Front cover of Good Condolences the chapbook I've already written and produced |
...and printed. |
These pictures are here because I want to provide a bit of context about chapbooks and what I've done so far.
Good Condolences is a story that I've known all my life and one that I have wanted to write for years. I tried it as a novel when I was at university in leafy Norwich, but it wouldn't stick and I wasn't convinced it was what I wanted to do with it. I had some good feedback on the start I made, but that wasn't enough to persuade me to finish it (well, start it). I don't like to waste words or time and really it was just an experiment. I would like to *emphasise* here that I don't like to waste words or time when I am writing fiction - when I am doing anything else, I frequently waste words and time.
So four or five years later, this novel idea has become a single-story chapbook. It is thirty-two pages long and contains only the story (and some pictures). The pictures and design and editing took far longer than the writing - but that makes sense, since the story was sitting there waiting to be written.

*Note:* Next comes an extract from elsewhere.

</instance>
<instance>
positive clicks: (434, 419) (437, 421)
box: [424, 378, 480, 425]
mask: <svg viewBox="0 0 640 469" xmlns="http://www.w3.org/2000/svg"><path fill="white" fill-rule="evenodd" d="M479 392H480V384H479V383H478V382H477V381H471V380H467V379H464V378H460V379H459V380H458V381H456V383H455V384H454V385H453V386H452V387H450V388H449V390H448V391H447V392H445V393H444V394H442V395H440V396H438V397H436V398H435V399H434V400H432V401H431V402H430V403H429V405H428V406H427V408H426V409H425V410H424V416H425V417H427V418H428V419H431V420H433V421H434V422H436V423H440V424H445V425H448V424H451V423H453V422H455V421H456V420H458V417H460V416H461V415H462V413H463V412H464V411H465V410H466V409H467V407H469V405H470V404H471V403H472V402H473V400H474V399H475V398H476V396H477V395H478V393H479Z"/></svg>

All at once several things happend to get me started in January. After looking around at several websites about writing, I can't remember exactly how, I stmbled upon the idea of the chapbook, and was particularly inspired by a blog post entitled The Art of the Chapbook. Around the same time, I went to London and at the V&A I saw an exhibition of Beatrix Potter's illustrations and first editions.

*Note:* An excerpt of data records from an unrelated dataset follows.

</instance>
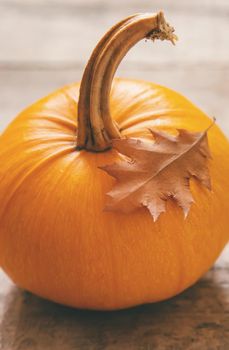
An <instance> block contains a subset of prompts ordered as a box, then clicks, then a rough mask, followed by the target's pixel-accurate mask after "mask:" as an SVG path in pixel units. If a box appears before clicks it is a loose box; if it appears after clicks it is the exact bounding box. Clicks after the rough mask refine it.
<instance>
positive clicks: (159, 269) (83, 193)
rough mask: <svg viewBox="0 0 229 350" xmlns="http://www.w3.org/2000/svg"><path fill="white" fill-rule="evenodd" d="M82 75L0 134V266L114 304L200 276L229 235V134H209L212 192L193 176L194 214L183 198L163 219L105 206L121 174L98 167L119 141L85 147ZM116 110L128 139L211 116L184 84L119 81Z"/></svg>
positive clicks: (87, 306)
mask: <svg viewBox="0 0 229 350" xmlns="http://www.w3.org/2000/svg"><path fill="white" fill-rule="evenodd" d="M79 86H80V85H79V84H72V85H70V86H67V87H64V88H62V89H60V90H58V91H57V92H55V93H53V94H51V95H49V96H48V97H46V98H44V99H42V100H40V101H38V102H37V103H35V104H34V105H32V106H31V107H29V108H28V109H26V110H25V111H23V112H22V113H21V114H20V115H19V116H18V117H17V118H16V119H15V120H14V121H13V122H12V123H11V124H10V125H9V127H8V128H7V129H6V130H5V132H4V133H3V134H2V135H1V137H0V163H1V167H0V200H1V208H0V265H1V267H2V268H3V269H4V271H5V272H6V273H7V274H8V275H9V276H10V277H11V279H12V280H13V281H14V282H15V283H16V284H17V285H18V286H20V287H22V288H24V289H26V290H28V291H30V292H32V293H34V294H36V295H38V296H41V297H44V298H47V299H49V300H52V301H55V302H58V303H62V304H65V305H69V306H73V307H77V308H90V309H100V310H112V309H120V308H126V307H130V306H133V305H138V304H143V303H149V302H156V301H160V300H164V299H167V298H170V297H172V296H174V295H176V294H178V293H180V292H181V291H183V290H184V289H186V288H187V287H189V286H191V285H192V284H194V283H195V282H196V281H197V280H198V279H199V278H200V277H201V276H202V275H203V274H204V273H205V272H206V271H207V270H208V269H209V268H210V267H211V266H212V264H213V263H214V261H215V260H216V258H217V257H218V256H219V254H220V252H221V251H222V249H223V247H224V246H225V244H226V243H227V242H228V239H229V232H228V229H226V228H227V227H228V212H229V182H228V174H229V162H228V159H229V143H228V141H227V139H226V137H225V136H224V135H223V133H222V132H221V131H220V129H219V128H218V127H217V126H216V125H214V126H213V127H212V128H211V129H210V130H209V132H208V139H209V146H210V150H211V153H212V160H210V161H209V169H210V175H211V181H212V191H208V190H207V189H205V188H204V187H203V186H201V185H200V184H199V183H198V182H197V181H195V180H191V190H192V193H193V196H194V199H195V203H194V204H193V205H192V206H191V210H190V213H189V215H188V217H187V218H186V219H184V216H183V212H182V210H181V209H180V208H179V207H178V206H177V204H176V203H174V202H173V201H172V200H169V201H168V202H167V211H166V213H163V214H162V215H161V216H160V217H159V219H158V220H157V221H156V222H154V221H153V220H152V217H151V216H150V214H149V212H148V211H147V210H146V209H145V208H142V209H139V210H136V211H135V212H134V213H132V214H122V213H117V212H105V211H104V210H103V208H104V206H105V194H106V192H108V191H109V190H110V189H111V187H112V185H113V184H114V183H115V180H114V179H113V178H111V177H110V176H108V175H107V174H106V173H104V172H103V171H102V170H100V169H99V168H98V167H99V166H102V165H105V164H110V163H113V162H114V161H115V160H117V158H118V157H119V155H118V154H117V152H115V151H114V150H109V151H106V152H103V153H91V152H87V151H84V150H81V151H79V150H76V130H77V121H76V120H77V103H78V95H79ZM110 103H111V114H112V117H113V119H114V120H116V121H117V122H118V124H119V126H120V130H121V134H122V135H123V136H124V135H126V136H128V137H142V138H144V137H147V135H148V133H147V128H157V129H160V130H165V131H166V132H175V130H176V129H177V128H185V129H187V130H189V131H201V130H204V129H206V128H207V127H208V126H209V124H210V123H211V121H210V119H209V118H208V117H207V116H206V115H205V114H204V113H203V112H201V111H200V110H199V109H198V108H196V107H195V106H194V105H193V104H192V103H191V102H189V101H188V100H187V99H186V98H184V97H183V96H181V95H180V94H178V93H176V92H174V91H172V90H170V89H168V88H165V87H162V86H158V85H156V84H153V83H149V82H145V81H136V80H127V79H115V80H114V83H113V87H112V93H111V100H110Z"/></svg>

Beatrix Potter, ‘Privately printed edition (1901)’ © Frederick Warne & Co. 2006 |
Potter self-published The Tale of Peter Rabbit (image above) after writing the story for a 'real live child.' I have always said that I wouldn't self-publish anything, but I have also said that I want to be in creative control of what I produce. This idea then is a compromise but hopefully is not me 'giving in.' I'm not self-publishing something that publishers and agents have rejected, but producing something in a medium that is separate from the world of big agencies and ur...Waterstones. Perhaps I'm copping out, but I hope not. I hope I'm making something along the lines of an EP by a new band or a small print by a young visual artist. The book has been professionally edited and so I feel confident that I can share it with the world. I'd love for an agency or publisher to pick me up one day (I'm not completely anti-establishment!), but at the moment this is what I do - or part of what I do - and I am really enjoying it!